British police promise to stop cracking down on thoughtcrimes

Britain’s Metropolitan Police will no longer investigate non-criminal hate incidents, officials announced Monday.
What are non-criminal hate incidents?
Non-criminal hate incidents (NCHIs) occur when someone from a protected class feels they were treated with hostility. While not a criminal offense, an NCHI may be reported to police if a person claims that someone else treated them with ill will, spite, contempt, prejudice, unfriendliness, antagonism, resentment, or dislike based on their race, religion, disability, sexual orientation, or transgender identity.
The stated purpose of reviewing NCHIs is for police to gather intelligence on “hate” and learn to recognize behavior that shows “early warning signs” of a hate crime. No legislation requires law enforcement to review NCHIs. According to the Free Speech Union, the practice is based on guidance published by the College of Policing (CoP), a semi-independent oversight body.
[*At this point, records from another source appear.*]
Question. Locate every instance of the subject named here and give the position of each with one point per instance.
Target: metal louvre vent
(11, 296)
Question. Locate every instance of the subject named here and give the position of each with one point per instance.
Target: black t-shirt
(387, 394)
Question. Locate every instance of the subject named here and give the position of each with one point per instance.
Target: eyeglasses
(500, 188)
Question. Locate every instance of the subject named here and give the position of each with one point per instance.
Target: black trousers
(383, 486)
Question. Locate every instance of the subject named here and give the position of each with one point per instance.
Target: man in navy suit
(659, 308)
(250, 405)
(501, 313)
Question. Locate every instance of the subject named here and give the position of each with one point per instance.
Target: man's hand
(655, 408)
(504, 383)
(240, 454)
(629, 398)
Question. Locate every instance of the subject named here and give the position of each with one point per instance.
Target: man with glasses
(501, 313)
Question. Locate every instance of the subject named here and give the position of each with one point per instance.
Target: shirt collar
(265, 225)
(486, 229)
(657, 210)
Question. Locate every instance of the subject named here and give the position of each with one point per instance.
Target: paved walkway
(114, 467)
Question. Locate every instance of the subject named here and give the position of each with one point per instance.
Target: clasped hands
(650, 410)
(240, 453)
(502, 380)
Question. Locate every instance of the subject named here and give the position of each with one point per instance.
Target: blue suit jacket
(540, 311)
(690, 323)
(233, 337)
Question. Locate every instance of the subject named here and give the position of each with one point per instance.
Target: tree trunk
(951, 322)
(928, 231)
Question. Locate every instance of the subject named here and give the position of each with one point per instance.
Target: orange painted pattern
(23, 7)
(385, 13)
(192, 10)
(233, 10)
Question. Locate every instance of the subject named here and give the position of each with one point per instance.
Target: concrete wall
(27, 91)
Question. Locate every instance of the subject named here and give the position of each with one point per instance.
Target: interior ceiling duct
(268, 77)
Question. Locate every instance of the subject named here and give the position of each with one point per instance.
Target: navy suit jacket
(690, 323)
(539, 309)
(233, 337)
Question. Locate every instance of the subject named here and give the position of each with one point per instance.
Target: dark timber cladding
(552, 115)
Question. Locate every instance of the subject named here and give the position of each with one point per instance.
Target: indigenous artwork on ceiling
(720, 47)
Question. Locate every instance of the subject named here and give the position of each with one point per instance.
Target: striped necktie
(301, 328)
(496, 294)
In one example of an NCHI, a woman complained that her neighbors had left their “soiled underpants” hanging out for two months. North Wales Police recorded it as an NCHI because the neighbor had an Italian last name and the underwear was hung in the same month that Italy beat England in the Euros final.
In other instances, NCHIs were reported when a West Yorkshire doctor misdiagnosed a bisexual patient, a nine-year-old called a classmate a “retard,” a person in Norfolk called a Welsh person a “sheep shagger,” and a former policeman questioned in a social media post whether “transgender women” are real women.
Citizens are not necessarily notified if they are accused of an NCHI, but it is recorded against their name in criminal databases. NCHIs can come up in background checks by employers, which means that someone who expresses a disfavored opinion in public or in private can lose employment opportunities if it is reported.
A study published last year by the think tank Policy Exchange estimated that British police have been spending approximately 60,000 hours a year investigating NCHIs.
“Each report takes several hours to record, investigate and supervise – involving several police officers, police staff and supervisors,” the report said. “Given there are estimated to be 13,200 NCHIs completed per annum nationally, it is reasonable to conclude that over 60,000 police hours per annum are being spent on NCHIs.”
Police will ‘focus on matters that meet the threshold for criminal investigations’
On Monday, a Metropolitan Police spokesperson said NCHIs will no longer be investigated. "The commissioner has been clear he doesn't believe officers should be policing toxic culture war debates, with current laws and rules on inciting violence online leaving them in an impossible position," the spokesperson said, adding that the policy change will "provide clearer direction for officers, reduce ambiguity and enable them to focus on matters that meet the threshold for criminal investigations.”
The announcement came after a public uproar over the recent arrest of TV comedy writer Graham Linehan for criticizing gender ideology on social media.
Linehan, who wrote for popular British shows like “Father Ted” and “The IT Crowd,” has come out strongly against transgenderism. In April, for example, he wrote on X: “If a trans-identified male is in a female-only space, he is committing a violent, abusive act. Make a scene, call the cops, and if all fails, punch him in the balls.”
When Linehan landed at Heathrow in September, five police officers arrested him, locked him in a cell, and interrogated him over the tweet, as well as others he had written.
Linehan was eventually released, but not before he was banned from posting on X.
“I was arrested at an airport like a terrorist, locked in a cell like a criminal, taken to hospital because the stress nearly killed me, and banned from speaking online—all because I made jokes that upset some psychotic crossdressers,” he said. “To me, this proves one thing beyond doubt: the UK has become a country that is hostile to freedom of speech, hostile to women, and far too accommodating to the demands of violent, entitled, abusive men who have turned the police into their personal goon squad.”
The Crown Prosecution Service said it has dropped the case against Linehan following a “careful review.”